Dérogations aux distances d’épandage retoquées : « Une grande victoire contre les pesticides » pour les sénateurs écologistes
Contraires à la Constitution. Voici ce que vient de statuer le Conseil constitutionnel sur les dérogations aux distances d’épandage de pesticides voulues par le ministère de l’Agriculture. « Un revers politique pour le gouvernement et surtout une première victoire qui en appellera d’autres », se félicitent les sénateurs écologistes.

Dérogations aux distances d’épandage retoquées : « Une grande victoire contre les pesticides » pour les sénateurs écologistes

Contraires à la Constitution.
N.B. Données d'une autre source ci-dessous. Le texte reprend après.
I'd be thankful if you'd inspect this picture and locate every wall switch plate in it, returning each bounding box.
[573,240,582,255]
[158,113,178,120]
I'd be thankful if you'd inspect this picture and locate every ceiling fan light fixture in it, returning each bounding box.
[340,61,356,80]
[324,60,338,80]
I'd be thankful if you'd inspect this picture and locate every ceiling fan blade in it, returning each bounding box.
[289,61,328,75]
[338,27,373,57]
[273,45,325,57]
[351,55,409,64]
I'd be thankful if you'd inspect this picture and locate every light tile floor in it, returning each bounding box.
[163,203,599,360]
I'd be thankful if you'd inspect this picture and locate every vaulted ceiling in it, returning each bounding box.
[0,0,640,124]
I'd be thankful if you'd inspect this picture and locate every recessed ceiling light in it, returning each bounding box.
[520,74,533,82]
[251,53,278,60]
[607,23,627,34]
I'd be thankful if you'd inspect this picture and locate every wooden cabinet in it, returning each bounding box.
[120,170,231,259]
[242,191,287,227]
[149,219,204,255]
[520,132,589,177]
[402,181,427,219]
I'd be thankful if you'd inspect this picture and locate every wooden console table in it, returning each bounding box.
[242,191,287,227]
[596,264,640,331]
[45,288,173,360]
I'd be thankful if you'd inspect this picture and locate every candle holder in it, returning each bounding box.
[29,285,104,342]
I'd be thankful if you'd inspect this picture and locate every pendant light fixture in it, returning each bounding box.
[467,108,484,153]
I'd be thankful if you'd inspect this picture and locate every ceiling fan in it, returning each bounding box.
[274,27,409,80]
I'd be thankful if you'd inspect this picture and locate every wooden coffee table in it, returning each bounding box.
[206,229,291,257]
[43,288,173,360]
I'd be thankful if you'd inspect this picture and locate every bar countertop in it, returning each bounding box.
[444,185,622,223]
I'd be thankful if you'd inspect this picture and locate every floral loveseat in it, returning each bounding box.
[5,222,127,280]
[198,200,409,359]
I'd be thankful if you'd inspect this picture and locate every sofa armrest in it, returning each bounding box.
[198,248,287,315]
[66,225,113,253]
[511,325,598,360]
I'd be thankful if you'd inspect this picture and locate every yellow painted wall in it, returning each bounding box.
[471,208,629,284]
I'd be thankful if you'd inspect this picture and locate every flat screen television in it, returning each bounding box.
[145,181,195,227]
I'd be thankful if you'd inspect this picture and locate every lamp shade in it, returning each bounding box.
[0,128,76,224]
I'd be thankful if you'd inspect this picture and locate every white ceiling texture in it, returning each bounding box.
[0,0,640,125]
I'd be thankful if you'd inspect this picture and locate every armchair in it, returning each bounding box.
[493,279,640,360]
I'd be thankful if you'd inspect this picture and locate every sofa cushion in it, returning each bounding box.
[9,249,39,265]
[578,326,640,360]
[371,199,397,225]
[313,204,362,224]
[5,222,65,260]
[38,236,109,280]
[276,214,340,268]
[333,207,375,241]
Voici ce que vient de statuer le Conseil constitutionnel sur les dérogations aux distances d’épandage de pesticides voulues par le ministère de l’Agriculture. « Un revers politique pour le gouvernement et surtout une première victoire qui en appellera d’autres », se félicitent les sénateurs écologistes.
Public Sénat

Par Antoine Comte

Temps de lecture :

4 min

Publié le

Mis à jour le

« C’est une victoire à petits pas avant les grands pas ». La sénatrice écologiste de Paris Esther Benbassa est ravie : « On grignote pas à pas et on arrive à faire valoir nos exigences environnementales qui vont dans le bon sens et qui sont majoritaires chez les Français ».

Saisi d’une question prioritaire de constitutionnalité (QPC) par le Conseil d’Etat, le Conseil constitutionnel vient tout juste de rendre son verdict sur la méthode d’élaboration des chartes locales permettant de réduire les distances de sécurité entre les habitations et les zones d’épandage de pesticides. Et il est sans appel : elle est anticonstitutionnelle.
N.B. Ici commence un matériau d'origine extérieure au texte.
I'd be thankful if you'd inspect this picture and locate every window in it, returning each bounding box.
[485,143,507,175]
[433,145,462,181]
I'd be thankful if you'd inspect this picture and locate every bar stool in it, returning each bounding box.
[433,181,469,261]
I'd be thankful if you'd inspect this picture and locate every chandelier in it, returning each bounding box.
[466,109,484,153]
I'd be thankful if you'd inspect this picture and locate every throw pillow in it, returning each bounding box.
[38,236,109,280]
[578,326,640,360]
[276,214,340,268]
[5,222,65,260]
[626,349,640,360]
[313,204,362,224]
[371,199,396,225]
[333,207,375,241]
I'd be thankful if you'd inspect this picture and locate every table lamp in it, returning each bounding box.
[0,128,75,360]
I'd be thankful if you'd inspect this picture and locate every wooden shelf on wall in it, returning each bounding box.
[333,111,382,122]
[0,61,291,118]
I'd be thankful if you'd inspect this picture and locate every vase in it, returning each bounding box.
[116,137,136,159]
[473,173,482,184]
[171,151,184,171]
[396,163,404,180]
3 mètres pour les cultures dites hautes, 5 pour les basses

Ces chartes d’engagement conclues à l’échelon départemental « après concertation avec les personnes ou leurs représentants » résidant à proximité des zones concernées, ne respectent pas les règles de la Charte de l’Environnement inclue dans le préambule de la Constitution, estime le Conseil des sages. Ces règles prévoient en effet une consultation générale du public pour toute décision qui peut avoir un impact significatif sur l’environnement.

Fin 2019, le ministère de l’Agriculture avait fixé les distances minimales à respecter entre les zones d’épandage de pesticides et les habitations : 5 mètres pour les cultures dites basses (légumes et céréales), et 10 mètres pour l’arboriculture (arbres fruitiers ou vignes). Mais le gouvernement avait aussi pris un décret pour mettre en place des dérogations ramenant ces distances à 3 mètres pour les cultures hautes et 5 pour les basses, dans le cadre de ces fameuses chartes d’engagement départementales.

En les retoquant, le Conseil constitutionnel donne donc raison aux associations environnementales qui avaient déposé de nombreux recours contre ce décret gouvernemental, et met un sérieux coup derrière la tête du ministre de l’Agriculture, Julien Denormandie.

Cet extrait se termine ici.